Oh, and both the US and EU are considering small loans to Ukraine. If there were ever a time to underline the old economic argument about the relative value of money (and water and diamonds), this would be it: “Here is some money.” “Can I buy German weapons with it?” “Nein.”

So, what is our current horror-show? Is it: 1938 (Germany > Czechoslovakia); 1939 (German/USSR > Poland); 1941 (Germany > USSR); 1956 (USSR > Hungary); 1968 (USSR > Czechoslovakia); 1979 (USSR > Afghanistan); 2003 (US > Iraq); 2008 (Russia > Georgia); or 2014 (Russia > Ukraine)? Or is it ‘Wag the Dog’ from both sides – Russia, to push commodity prices higher and look more important (as it takes Belarus under its wing, unnoticed); the US, as an excuse why the economy is performing poorly and fiscal stimulus is needed, and to claim a foreign-policy victory over preventing an invasion that was never going to happen, while also dragging the EU (excluding Germany?) back into a Cold War stance? The passion with which these different views are held matches the singular gravity of the tail risks involved.

Only time will tell, but to me logic says the best way to show which of the above are not the case would be for the Russian military assembled on the Ukrainian border to go back to barracks: then we could see some risk on again. Yet until then many of those finally discussing this in markets retain the deeply held view that war can’t happen because it would be bad for assets: as Bloomberg reports, some on Wall Street believe a potential Ukraine war could be a ‘Polar Vortex’ risk to stocks that could tip economies into recession. As such, it is far easier for many to just keep saying “khorasho”, not horror-show.

But “Viddy well, little brother, viddy well.”

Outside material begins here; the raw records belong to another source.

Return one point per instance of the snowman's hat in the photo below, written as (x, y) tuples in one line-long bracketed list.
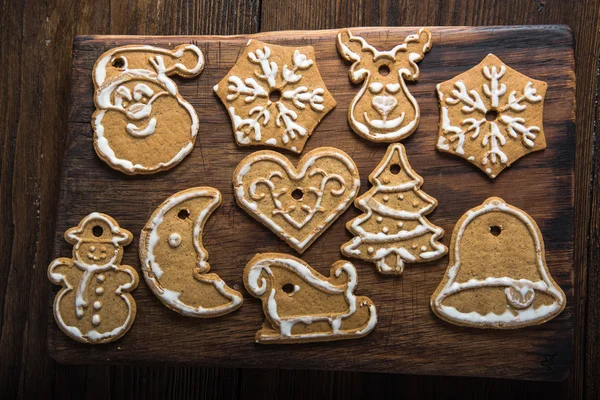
[(98, 228), (497, 276)]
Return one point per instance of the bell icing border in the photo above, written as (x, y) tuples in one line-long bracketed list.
[(522, 314)]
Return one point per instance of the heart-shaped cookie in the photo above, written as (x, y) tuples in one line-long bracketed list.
[(297, 204)]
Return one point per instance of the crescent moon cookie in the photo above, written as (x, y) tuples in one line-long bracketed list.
[(297, 204), (301, 305), (142, 125), (497, 276), (384, 110), (275, 96), (491, 115), (394, 229), (94, 305), (174, 261)]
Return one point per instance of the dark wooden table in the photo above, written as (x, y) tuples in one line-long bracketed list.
[(35, 54)]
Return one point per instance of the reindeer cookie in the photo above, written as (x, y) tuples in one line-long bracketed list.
[(94, 304), (301, 305), (491, 115), (497, 276), (297, 204), (383, 110), (142, 124), (275, 96), (174, 260)]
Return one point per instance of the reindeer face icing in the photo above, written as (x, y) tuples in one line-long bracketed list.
[(142, 124), (383, 110)]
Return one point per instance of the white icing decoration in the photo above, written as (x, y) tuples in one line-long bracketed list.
[(257, 285), (113, 95), (523, 312), (153, 271), (384, 241), (247, 128), (250, 199), (475, 105), (381, 125), (174, 240)]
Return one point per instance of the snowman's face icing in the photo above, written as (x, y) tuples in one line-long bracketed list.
[(98, 253)]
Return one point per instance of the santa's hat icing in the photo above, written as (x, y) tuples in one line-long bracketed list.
[(497, 276)]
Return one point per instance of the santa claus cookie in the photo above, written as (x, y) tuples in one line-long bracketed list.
[(298, 204), (275, 96), (174, 260), (497, 276), (383, 110), (301, 305), (142, 124), (94, 304), (393, 229), (491, 115)]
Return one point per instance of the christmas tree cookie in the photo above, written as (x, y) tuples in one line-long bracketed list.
[(94, 304), (491, 115), (497, 276), (393, 229)]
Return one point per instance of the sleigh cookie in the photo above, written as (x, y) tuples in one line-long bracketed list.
[(301, 305), (497, 276), (174, 260), (275, 96), (94, 304), (142, 125), (384, 110)]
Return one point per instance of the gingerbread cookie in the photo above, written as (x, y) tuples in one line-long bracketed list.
[(275, 96), (301, 305), (297, 204), (497, 276), (384, 110), (491, 115), (393, 229), (94, 304), (174, 260), (142, 124)]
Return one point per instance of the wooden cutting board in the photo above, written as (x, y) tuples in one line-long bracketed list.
[(408, 337)]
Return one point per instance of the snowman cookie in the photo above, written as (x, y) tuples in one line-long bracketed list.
[(94, 304), (174, 260), (497, 276), (142, 125)]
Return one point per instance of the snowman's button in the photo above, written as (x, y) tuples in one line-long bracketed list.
[(174, 240)]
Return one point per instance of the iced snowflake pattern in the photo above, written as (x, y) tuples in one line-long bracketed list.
[(491, 115), (275, 96)]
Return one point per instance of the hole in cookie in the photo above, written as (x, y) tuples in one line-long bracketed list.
[(183, 214), (298, 194), (97, 231), (119, 62), (288, 288), (384, 70), (491, 115), (495, 230), (275, 95)]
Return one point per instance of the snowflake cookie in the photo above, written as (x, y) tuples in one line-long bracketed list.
[(301, 305), (384, 110), (275, 96), (491, 115), (393, 229)]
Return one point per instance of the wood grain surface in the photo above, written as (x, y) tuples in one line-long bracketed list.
[(36, 42), (408, 336)]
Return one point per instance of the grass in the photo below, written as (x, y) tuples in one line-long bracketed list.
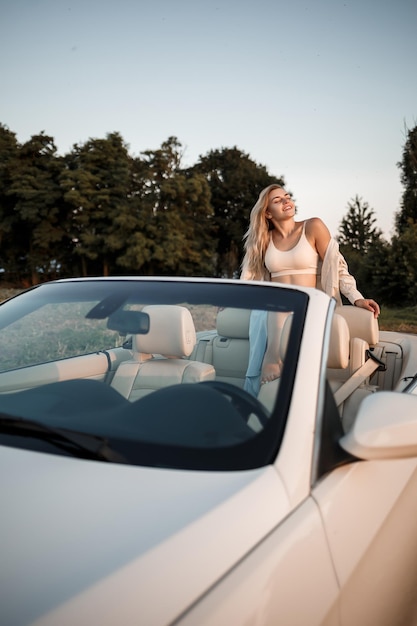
[(402, 320)]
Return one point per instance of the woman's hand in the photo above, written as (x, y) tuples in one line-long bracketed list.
[(371, 305)]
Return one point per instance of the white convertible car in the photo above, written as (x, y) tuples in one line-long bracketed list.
[(142, 485)]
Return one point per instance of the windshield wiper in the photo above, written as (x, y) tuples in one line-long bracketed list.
[(79, 444)]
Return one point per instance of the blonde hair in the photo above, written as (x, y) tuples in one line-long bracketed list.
[(256, 238)]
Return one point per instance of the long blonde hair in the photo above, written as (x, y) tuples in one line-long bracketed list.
[(256, 238)]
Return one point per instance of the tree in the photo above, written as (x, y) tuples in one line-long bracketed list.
[(40, 226), (362, 245), (357, 230), (9, 153), (96, 182), (235, 181), (173, 217), (408, 167), (401, 279)]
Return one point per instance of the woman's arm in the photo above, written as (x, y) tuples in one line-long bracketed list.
[(318, 235)]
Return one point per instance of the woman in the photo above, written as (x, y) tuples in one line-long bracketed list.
[(280, 249)]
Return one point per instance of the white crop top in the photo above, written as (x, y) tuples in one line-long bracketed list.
[(301, 259)]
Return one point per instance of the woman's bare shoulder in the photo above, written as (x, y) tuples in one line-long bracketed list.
[(315, 225)]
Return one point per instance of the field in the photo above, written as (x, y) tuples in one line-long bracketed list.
[(401, 320)]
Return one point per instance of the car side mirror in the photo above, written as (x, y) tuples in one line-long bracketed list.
[(385, 427)]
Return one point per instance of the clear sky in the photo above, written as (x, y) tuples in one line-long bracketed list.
[(320, 92)]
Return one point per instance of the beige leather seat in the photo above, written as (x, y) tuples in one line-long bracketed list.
[(347, 354), (227, 349), (159, 357)]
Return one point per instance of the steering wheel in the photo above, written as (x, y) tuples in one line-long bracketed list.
[(244, 402)]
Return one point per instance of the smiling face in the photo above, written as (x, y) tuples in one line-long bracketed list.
[(280, 205)]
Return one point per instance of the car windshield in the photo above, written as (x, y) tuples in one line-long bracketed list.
[(147, 371)]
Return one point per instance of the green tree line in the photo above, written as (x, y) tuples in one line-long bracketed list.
[(99, 210)]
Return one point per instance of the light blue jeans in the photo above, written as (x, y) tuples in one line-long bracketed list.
[(258, 337)]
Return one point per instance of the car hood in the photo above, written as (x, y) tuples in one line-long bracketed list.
[(87, 542)]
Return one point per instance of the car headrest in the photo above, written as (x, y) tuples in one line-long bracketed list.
[(171, 331), (361, 323), (233, 323), (338, 357)]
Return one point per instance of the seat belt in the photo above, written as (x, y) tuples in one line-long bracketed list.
[(358, 377)]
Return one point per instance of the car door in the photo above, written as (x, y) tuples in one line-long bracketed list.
[(369, 510)]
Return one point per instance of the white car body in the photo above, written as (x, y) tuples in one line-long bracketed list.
[(86, 542)]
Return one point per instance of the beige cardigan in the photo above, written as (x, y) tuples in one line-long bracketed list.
[(333, 277)]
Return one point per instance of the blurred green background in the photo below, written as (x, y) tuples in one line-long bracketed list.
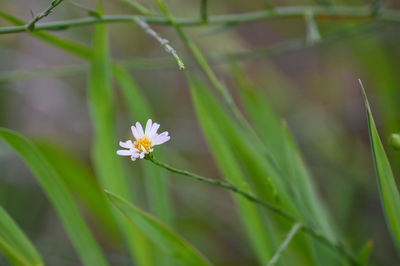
[(313, 86)]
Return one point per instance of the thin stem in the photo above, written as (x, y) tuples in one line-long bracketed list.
[(295, 228), (31, 25), (323, 13), (137, 7), (318, 236), (204, 11), (164, 42)]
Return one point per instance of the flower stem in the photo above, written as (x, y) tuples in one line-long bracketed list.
[(229, 186)]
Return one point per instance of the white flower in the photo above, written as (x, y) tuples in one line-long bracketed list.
[(144, 140)]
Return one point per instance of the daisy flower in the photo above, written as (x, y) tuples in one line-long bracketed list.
[(144, 140)]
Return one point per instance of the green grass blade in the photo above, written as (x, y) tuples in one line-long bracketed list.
[(15, 244), (72, 47), (262, 175), (365, 253), (279, 141), (390, 197), (165, 238), (59, 196), (228, 164), (82, 183), (155, 178), (108, 165)]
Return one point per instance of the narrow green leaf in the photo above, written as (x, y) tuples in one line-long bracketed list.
[(279, 141), (262, 175), (82, 183), (59, 196), (108, 165), (165, 238), (15, 244), (155, 178), (389, 193), (365, 253), (260, 237), (62, 43)]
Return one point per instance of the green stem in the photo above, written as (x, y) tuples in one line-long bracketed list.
[(295, 228), (31, 25), (222, 184), (204, 11), (337, 13), (137, 7)]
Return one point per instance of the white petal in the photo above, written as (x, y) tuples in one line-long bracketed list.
[(149, 124), (153, 130), (135, 133), (127, 144), (160, 139), (143, 149), (139, 130), (124, 152)]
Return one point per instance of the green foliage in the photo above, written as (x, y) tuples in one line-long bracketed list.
[(82, 183), (165, 238), (15, 244), (156, 181), (230, 167), (59, 195), (390, 197), (108, 166)]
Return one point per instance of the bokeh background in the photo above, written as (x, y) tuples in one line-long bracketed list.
[(312, 85)]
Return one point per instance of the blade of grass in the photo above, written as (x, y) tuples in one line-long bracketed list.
[(59, 196), (69, 46), (81, 181), (156, 182), (15, 244), (262, 175), (390, 197), (108, 167), (279, 141), (295, 228), (365, 253), (259, 233), (165, 238), (140, 110)]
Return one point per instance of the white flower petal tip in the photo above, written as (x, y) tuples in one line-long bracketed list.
[(144, 140)]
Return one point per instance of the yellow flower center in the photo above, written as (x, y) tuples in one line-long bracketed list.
[(144, 142)]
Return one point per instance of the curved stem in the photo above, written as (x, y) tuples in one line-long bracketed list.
[(323, 13), (229, 186)]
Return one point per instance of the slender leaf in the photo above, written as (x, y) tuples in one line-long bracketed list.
[(156, 181), (389, 193), (15, 244), (62, 43), (165, 238), (261, 239), (108, 165), (81, 181), (59, 196), (365, 253)]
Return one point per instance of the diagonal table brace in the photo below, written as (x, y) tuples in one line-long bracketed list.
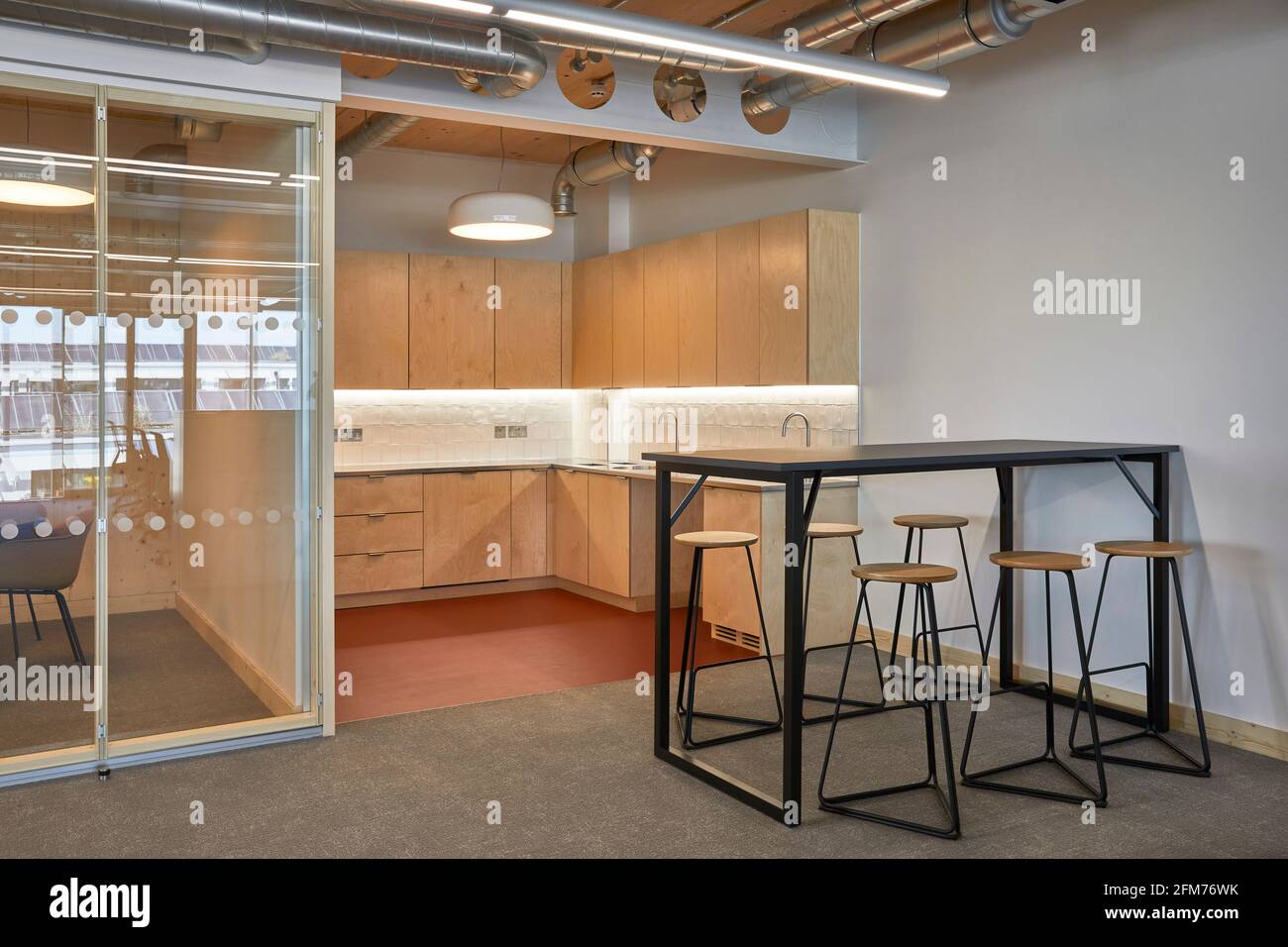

Meanwhile, although not market-moving against the current backdrop, there has been a major development in Canada. Truckers and their supporters have been protesting across the country for weeks, and in response to the resultant economic disruption Prime Minister Trudeau has introduced emergency powers that allow the freezing of bank accounts and financial assets without a court order and including crowd-funding websites and crypto assets under anti-money laundering and terrorism legislation. Tow-truck owners will also be “compelled” to remove trucks and trailers blocking roads, which they are so far refusing to do out of sympathy. (But how?) It remains to be seen if this draconian regulatory escalation is met by protests now ending or escalating in turn to be even more disruptive – as has happened so far. Let’s hope another ‘hot’ situation in cold land can be resolved “khorasho” and not horror-show. Yet in the same way that Russia’s recent actions have rapidly changed how the West and investors need to look at political-economy and markets, so perhaps do Canada’s: once again, think of the old economic arguments about the relative value of (relative kinds of) money – and of goods, and who provides them.

“You can viddy that everything in this wicked world counts. You can pony that one thing always leads to another. Right right right.”

“You have no cause to grumble boy. You made your choice and all this is a consequence of your choice. Whatever now ensues is what you yourself have chosen.”